20:42fincs: I recall fsh setup was full of magic
20:42imirkin: don't think so... let's see
20:42imirkin: BEGIN_NVC0(push, SUBC_3D(0x0360), 2);
20:42imirkin: PUSH_DATA (push, 0x20164010);
20:42imirkin: PUSH_DATA (push, 0x20);
20:42imirkin: heh
20:42imirkin: so we do
20:42fincs: Yeah
20:42fincs: But hmm, it's fsh magic though
20:43fincs: For a simple fragment shader I write 0x087F6080 / 0x20 there
21:20imirkin: welp, i've commented out nearly everything
21:20imirkin: still no go.
21:57fincs: :\
21:57karolherbst: :/
21:57fincs: I guess the problem would not be init but somewhere else
21:57karolherbst: maybe it's indeed some gr stuff
21:57fincs: State stuff
21:58fincs: karolherbst: nouveau running on nvidia blob on Switch fails
21:58karolherbst: well.. sure
21:58karolherbst: or what did you test?
21:58fincs: I finally tested switch-mesa
21:58karolherbst: ohh...
21:58karolherbst: I see
21:58fincs: With imirkin's branch
21:58karolherbst: ehhh
21:58karolherbst: well, yeah, then it's something in mesa
21:58fincs: It has to be, yeah
21:58karolherbst: mhhh
21:59karolherbst: imirkin: is there anything obviously missing from the mmt trace?

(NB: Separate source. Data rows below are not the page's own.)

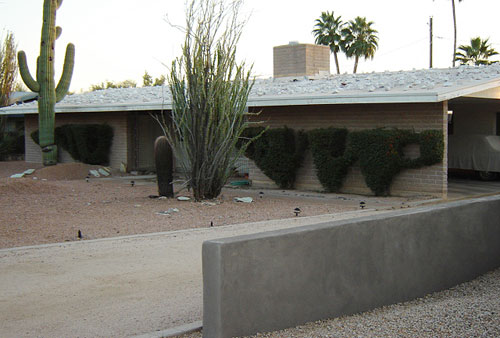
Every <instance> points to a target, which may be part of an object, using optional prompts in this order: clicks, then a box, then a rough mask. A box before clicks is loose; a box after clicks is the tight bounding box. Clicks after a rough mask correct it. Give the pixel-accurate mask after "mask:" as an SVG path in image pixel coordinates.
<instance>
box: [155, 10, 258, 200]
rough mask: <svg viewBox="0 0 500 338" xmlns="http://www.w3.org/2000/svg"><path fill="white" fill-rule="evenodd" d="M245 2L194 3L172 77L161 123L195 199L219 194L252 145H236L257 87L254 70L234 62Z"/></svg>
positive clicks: (235, 61) (241, 31)
mask: <svg viewBox="0 0 500 338" xmlns="http://www.w3.org/2000/svg"><path fill="white" fill-rule="evenodd" d="M242 3H243V1H242V0H233V1H226V0H191V1H190V3H189V4H188V6H187V9H186V27H185V40H184V44H183V46H182V56H180V57H178V58H177V59H176V60H175V61H174V62H173V63H172V68H171V72H170V75H169V78H168V81H169V87H170V90H171V93H172V116H171V122H167V123H165V122H164V123H163V126H162V127H163V129H164V131H165V134H166V136H167V138H168V142H169V144H170V145H171V146H172V149H173V151H174V154H175V157H176V159H177V160H178V161H179V162H178V164H179V165H180V166H181V167H182V169H183V174H184V177H185V184H186V185H187V186H188V187H189V188H192V189H193V195H194V198H195V200H197V201H199V200H202V199H211V198H215V197H217V196H218V195H219V194H220V192H221V189H222V187H223V186H224V185H225V184H226V182H227V180H228V179H229V177H230V175H231V173H232V169H233V168H234V167H235V163H236V160H237V159H238V158H239V157H240V156H241V155H242V154H243V153H244V152H245V150H246V148H247V146H248V143H249V141H245V142H244V144H243V146H242V147H241V148H239V147H238V143H239V142H238V141H240V142H241V135H242V132H243V131H244V129H245V128H246V127H247V126H248V122H247V121H246V109H247V108H246V105H247V100H248V95H249V93H250V90H251V88H252V86H253V81H252V80H250V70H246V69H245V65H244V64H238V63H237V62H236V47H237V44H238V41H239V39H240V36H241V32H242V28H243V26H244V22H242V21H240V20H239V19H238V13H239V9H240V7H241V5H242ZM162 121H165V119H163V120H162ZM160 122H161V121H160Z"/></svg>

21:59fincs: Could it be a GL bug?
21:59karolherbst: might be that some ioctl is parsed incorrectly
21:59karolherbst: but it looked fine
21:59karolherbst: fincs: doubtful, why would it be?
21:59karolherbst: those are shader only features, no?
21:59fincs: Should be
21:59fincs: But it also interacts with multiviewport
21:59karolherbst: well.. sure
21:59karolherbst: but I mean you just have to change some shader related bits
21:59karolherbst: but mhhh
22:00imirkin: i've commented out like 90% of non-essential things
22:00imirkin: both init as well as state stuff
22:00fincs: Would be nice to see a log of calls into nouveau functions
22:00karolherbst: imirkin: in nvc0?
22:00imirkin: yes
22:00karolherbst: mhh
22:00imirkin: nvc0_state, nvc0_state_validate
22:00imirkin: nvc0_screen
22:00imirkin: turned off compute
22:01imirkin: disabled 3d blits
22:01fincs: Hmm
22:01karolherbst: GP104_3D.UNK0220[0x2] = 0x1 ?
22:02karolherbst: what about this thingy
22:02fincs: What does the fragment shader header + code look like?
22:02imirkin: tried adding it.
22:02karolherbst: mhhh
22:03karolherbst: I have an idea
22:03imirkin: another interesting point is that if i manually add in the viewport index write at the start
22:03imirkin: and add it to the output map
22:03imirkin: it doesn't help
22:03imirkin: the write has to be RIGHT BEFORE the viewport mask write
22:04imirkin: fincs: http://paste.debian.net/1140001/
22:04fincs: At this point the only thing we haven't checked is the fragment shader
22:04fincs: Okay, let me compare
22:04imirkin: in the trace, that write has a (st 0xd)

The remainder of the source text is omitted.